Progress

Published in: GIA Reader, Vol 17, No 2 (Summer 2006)

Dudley Cocke

These thoughts were sparked by attending the Council on Foundations 57th Annual Conference, "Philanthropy: Investing in the Vision of Progress." I was especially engaged by the plenary remarks of George Soros and Newt Gingrich.

Those holding economic power in the U.S. are mightily concerned about whether the U.S. will have the talent to compete successfully in the new global economy. Worried about problems such as our broken education system and our extraordinarily high rates of incarceration, some of the economic elite have already decided that the U.S. will soon lose its competitive edge, and consequently have begun re-thinking their national orientation. Many more accept that the divide between rich and poor will continue to widen with globalization, creating an ever-larger U.S. underclass. In this scenario, most of our grandchildren will be significantly worse off economically than we are, inheriting a standard of living 30-40 percent poorer than that which we presently enjoy.

In April 1964, President Lyndon Johnson launched the War on Poverty from the humble porch of the Fletcher family in Inez, Kentucky. It came as a shock, then, to many Americans that by far the largest number of poor people in the United States were white. In the central Appalachian coalfields of southern West Virginia, eastern Kentucky, and southwestern Virginia, the persistently high poverty rates were a direct result of sixty years of absentee ownership of the region by national corporations. Economically, central Appalachia had become a mineral colony, a rich land of poor people with all the telltale signs of colonization — a discounted workforce, a natural environment regarded by its absentee owners as a commodity, a population with such low self-esteem that it was unable to implicate itself in its own plight and thereby unable to adequately defend itself. Beginning in the late 1960s, as ownership of its land and natural resources began shifting from national corporations to transnational conglomerates such as Exxon and Royal Dutch Shell, central Appalachia started to become the first large area of the United States to experience globalization.

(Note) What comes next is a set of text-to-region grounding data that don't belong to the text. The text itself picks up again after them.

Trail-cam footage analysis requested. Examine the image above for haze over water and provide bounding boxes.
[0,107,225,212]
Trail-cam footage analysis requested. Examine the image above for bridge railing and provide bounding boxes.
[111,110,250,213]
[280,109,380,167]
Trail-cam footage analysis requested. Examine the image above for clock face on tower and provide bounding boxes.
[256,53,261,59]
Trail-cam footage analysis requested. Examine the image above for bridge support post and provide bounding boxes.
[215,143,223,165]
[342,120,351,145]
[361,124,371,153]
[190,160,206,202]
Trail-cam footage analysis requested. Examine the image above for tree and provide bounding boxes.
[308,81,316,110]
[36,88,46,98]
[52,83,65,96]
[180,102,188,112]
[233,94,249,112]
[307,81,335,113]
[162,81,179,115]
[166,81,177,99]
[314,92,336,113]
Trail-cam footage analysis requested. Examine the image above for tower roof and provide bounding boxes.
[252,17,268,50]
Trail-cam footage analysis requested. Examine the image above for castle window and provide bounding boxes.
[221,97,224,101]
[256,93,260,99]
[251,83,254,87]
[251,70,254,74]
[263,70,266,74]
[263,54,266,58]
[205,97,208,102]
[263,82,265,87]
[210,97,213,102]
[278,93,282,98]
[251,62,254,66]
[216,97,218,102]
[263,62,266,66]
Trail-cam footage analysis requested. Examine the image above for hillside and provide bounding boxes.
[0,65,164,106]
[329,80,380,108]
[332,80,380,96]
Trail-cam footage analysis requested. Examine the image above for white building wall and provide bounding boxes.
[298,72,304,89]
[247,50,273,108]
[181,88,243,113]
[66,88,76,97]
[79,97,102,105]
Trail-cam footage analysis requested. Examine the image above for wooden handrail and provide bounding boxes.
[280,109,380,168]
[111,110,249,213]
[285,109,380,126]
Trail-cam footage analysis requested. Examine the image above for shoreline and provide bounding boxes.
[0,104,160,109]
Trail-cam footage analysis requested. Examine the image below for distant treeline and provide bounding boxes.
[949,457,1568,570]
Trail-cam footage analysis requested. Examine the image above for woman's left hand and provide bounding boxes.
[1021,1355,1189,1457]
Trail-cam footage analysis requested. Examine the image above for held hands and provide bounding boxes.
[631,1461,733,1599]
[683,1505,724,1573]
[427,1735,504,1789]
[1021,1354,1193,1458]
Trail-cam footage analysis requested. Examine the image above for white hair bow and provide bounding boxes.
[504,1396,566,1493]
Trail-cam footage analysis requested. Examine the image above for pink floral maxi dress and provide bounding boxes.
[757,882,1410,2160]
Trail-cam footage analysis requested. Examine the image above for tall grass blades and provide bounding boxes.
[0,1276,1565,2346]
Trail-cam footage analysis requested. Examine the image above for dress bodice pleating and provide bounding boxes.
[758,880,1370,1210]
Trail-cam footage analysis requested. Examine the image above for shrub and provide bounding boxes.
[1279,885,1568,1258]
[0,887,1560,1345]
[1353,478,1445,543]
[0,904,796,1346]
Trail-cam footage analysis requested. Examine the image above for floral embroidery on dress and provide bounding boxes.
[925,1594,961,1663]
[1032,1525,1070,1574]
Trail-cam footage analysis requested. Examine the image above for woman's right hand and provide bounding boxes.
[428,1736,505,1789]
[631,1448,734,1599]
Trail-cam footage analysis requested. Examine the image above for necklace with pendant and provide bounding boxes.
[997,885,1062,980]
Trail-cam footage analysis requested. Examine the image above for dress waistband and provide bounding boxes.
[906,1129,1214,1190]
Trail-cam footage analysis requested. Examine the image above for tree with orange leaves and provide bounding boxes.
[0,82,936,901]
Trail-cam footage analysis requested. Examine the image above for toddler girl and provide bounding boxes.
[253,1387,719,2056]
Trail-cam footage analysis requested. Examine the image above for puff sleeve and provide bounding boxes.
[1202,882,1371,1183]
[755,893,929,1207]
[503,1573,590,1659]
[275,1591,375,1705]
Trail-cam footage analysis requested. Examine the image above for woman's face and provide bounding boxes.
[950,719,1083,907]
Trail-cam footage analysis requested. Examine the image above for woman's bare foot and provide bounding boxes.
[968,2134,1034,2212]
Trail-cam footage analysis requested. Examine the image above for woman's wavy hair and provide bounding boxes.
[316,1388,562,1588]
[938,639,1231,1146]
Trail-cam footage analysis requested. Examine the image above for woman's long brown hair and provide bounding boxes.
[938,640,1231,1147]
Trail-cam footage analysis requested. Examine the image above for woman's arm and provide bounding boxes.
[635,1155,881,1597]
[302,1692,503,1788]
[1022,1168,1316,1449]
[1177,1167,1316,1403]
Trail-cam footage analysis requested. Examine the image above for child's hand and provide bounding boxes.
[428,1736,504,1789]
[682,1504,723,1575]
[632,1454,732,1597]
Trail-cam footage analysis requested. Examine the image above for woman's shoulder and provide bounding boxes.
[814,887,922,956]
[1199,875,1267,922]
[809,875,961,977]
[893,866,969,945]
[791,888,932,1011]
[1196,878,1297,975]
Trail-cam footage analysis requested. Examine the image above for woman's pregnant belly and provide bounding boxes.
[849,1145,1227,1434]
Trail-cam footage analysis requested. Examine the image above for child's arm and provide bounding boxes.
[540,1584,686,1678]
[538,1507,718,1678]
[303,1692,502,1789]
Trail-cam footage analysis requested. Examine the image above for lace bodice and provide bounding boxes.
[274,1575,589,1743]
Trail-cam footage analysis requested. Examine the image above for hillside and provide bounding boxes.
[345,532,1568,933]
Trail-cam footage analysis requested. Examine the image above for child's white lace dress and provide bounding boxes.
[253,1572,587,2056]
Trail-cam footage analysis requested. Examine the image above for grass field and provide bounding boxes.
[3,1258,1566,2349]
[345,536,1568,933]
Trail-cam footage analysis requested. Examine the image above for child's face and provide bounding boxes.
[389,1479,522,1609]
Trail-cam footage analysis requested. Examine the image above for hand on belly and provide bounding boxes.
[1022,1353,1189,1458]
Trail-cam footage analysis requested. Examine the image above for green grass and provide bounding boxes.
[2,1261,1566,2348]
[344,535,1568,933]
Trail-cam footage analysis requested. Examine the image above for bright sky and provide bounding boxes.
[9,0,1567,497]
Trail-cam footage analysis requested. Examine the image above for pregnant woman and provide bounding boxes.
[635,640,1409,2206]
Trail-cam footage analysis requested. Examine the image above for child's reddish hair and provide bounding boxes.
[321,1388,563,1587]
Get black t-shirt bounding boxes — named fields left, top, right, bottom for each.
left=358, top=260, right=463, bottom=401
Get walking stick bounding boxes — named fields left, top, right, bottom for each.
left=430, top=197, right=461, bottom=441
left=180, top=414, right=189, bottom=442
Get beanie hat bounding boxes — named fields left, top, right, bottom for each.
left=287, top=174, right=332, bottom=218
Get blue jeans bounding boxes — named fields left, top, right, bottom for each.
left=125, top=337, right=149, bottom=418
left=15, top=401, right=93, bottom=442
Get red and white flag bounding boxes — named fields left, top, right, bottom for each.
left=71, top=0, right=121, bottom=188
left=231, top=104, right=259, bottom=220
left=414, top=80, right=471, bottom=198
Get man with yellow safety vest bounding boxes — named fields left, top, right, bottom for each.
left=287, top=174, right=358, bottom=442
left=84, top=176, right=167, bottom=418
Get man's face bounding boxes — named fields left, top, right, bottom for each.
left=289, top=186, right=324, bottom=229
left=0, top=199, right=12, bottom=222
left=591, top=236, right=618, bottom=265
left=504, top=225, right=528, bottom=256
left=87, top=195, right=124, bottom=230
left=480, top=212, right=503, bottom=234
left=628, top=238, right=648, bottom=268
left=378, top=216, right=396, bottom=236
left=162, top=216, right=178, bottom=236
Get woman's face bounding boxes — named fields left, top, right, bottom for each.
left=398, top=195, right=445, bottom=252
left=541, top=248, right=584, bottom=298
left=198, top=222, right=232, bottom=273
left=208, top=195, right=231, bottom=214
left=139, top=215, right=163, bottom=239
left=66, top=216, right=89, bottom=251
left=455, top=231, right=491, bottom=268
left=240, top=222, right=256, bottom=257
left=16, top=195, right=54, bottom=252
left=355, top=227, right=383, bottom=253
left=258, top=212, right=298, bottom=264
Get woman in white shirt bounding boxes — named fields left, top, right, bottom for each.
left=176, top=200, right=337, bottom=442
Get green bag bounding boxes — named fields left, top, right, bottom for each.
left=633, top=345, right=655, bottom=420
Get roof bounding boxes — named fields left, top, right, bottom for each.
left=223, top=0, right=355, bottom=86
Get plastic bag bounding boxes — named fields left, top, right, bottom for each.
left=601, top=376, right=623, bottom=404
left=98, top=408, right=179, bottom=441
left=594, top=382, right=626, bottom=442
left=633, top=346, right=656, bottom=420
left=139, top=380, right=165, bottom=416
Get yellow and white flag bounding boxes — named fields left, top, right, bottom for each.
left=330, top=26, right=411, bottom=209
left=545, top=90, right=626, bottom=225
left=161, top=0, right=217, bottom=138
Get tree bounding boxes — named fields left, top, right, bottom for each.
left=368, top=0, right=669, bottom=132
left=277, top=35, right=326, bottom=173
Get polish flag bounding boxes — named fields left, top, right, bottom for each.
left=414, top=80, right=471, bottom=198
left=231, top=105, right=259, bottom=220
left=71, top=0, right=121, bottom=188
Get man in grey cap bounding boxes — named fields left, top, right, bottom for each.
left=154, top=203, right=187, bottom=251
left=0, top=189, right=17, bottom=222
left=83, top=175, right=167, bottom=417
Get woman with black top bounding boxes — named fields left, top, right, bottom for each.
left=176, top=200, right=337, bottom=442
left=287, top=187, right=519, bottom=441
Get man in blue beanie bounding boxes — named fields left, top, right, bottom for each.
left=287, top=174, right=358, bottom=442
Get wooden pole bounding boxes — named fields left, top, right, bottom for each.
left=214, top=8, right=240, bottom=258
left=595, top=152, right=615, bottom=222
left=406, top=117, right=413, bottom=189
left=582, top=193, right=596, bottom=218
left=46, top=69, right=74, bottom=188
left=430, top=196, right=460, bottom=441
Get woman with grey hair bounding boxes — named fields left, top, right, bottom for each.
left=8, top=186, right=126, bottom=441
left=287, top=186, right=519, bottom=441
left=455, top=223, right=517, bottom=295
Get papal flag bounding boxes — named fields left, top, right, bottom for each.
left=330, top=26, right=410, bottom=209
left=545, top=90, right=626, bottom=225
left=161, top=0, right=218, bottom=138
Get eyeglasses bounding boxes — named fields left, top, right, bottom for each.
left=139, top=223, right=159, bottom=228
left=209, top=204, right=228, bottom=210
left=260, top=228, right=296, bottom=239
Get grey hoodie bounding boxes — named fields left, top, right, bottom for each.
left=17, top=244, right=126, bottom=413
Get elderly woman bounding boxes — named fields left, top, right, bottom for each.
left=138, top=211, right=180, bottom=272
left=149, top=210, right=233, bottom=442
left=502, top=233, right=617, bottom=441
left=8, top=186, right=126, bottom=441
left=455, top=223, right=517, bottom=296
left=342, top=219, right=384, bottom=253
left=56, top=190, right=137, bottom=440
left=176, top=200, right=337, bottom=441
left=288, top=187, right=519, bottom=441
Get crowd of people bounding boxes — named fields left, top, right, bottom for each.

In 1969, eighty miles from the Fletcher's porch in Inez, a multi-media organization that would come to be known as Appalshop (for Appalachian Workshop) was beginning to be organized by local youth in their teens and early twenties. In the course of the next three-plus decades, Appalshop would create the largest single body of work about its place and people in each of its major production divisions: 189 documentary films, 95 music and spoken word recordings, and 53 original plays. All this production would have in common a rendering of the Appalachian experience from an insider's perspective — and a commitment on the part of Appalshop's artists and managers to link the Appalachian story to the stories of others elsewhere struggling with stark inequities.

Appalshop's experience with globalization teaches that the fight for economic justice is best located in particular landscapes and communities. With this grounding, complex corporate financial ownership arrangements have the best chance of being discerned. We've also learned that citizens and their local leaders must be realists about human nature, sufficiently skeptical of their own motives as well as those of their absentee antagonists.

In his conference remarks, George Soros explained the thesis of his forthcoming book, The Age of Fallibility, in which he writes:

Markets, especially financial markets, have become global, but the institutions that are needed for a society to flourish, or even to survive, have not. Political arrangements are based on the sovereignty of states; they are not sufficient to take care of the collective interests of humanity, such as peace, security, the environment, social justice, and even the stability of financial markets.

Based on central Appalachia's experience of globalization, the opportunity to realize the collective interests of humanity to which Mr. Soros refers lies not in the realm of a new (and indefinite) hierarchal world order, but more in the spirit of the prescription spelled out by Confucius 2,500 years ago:

The men of old wanting to clarify and diffuse throughout the empire that light which comes from looking straight into the heart and then acting, first set up good government in their own states; wanting good government in their states, they first established order in their own families; wanting order in the home, they first disciplined themselves; desiring self-discipline, they rectified their own hearts; and wanting to rectify their hearts, they sought precise verbal definitions of their inarticulate thoughts [the tones given off by the heart]; wishing to attain precise verbal definitions, they set to extend their knowledge to the utmost.

Here's hoping that conservatives such as Newt Gingrich will take their themes of personal responsibility, family, and the importance of local life to such a sincere place. As for Appalachia, whose mountains are 850 million years old, 2,500 years ago can seem as present as this morning's light reflecting off Troublesome Creek.

Dudley Cocke is a director of the Bush Foundation, artistic director of Roadside Theater, and interim director of Appalshop.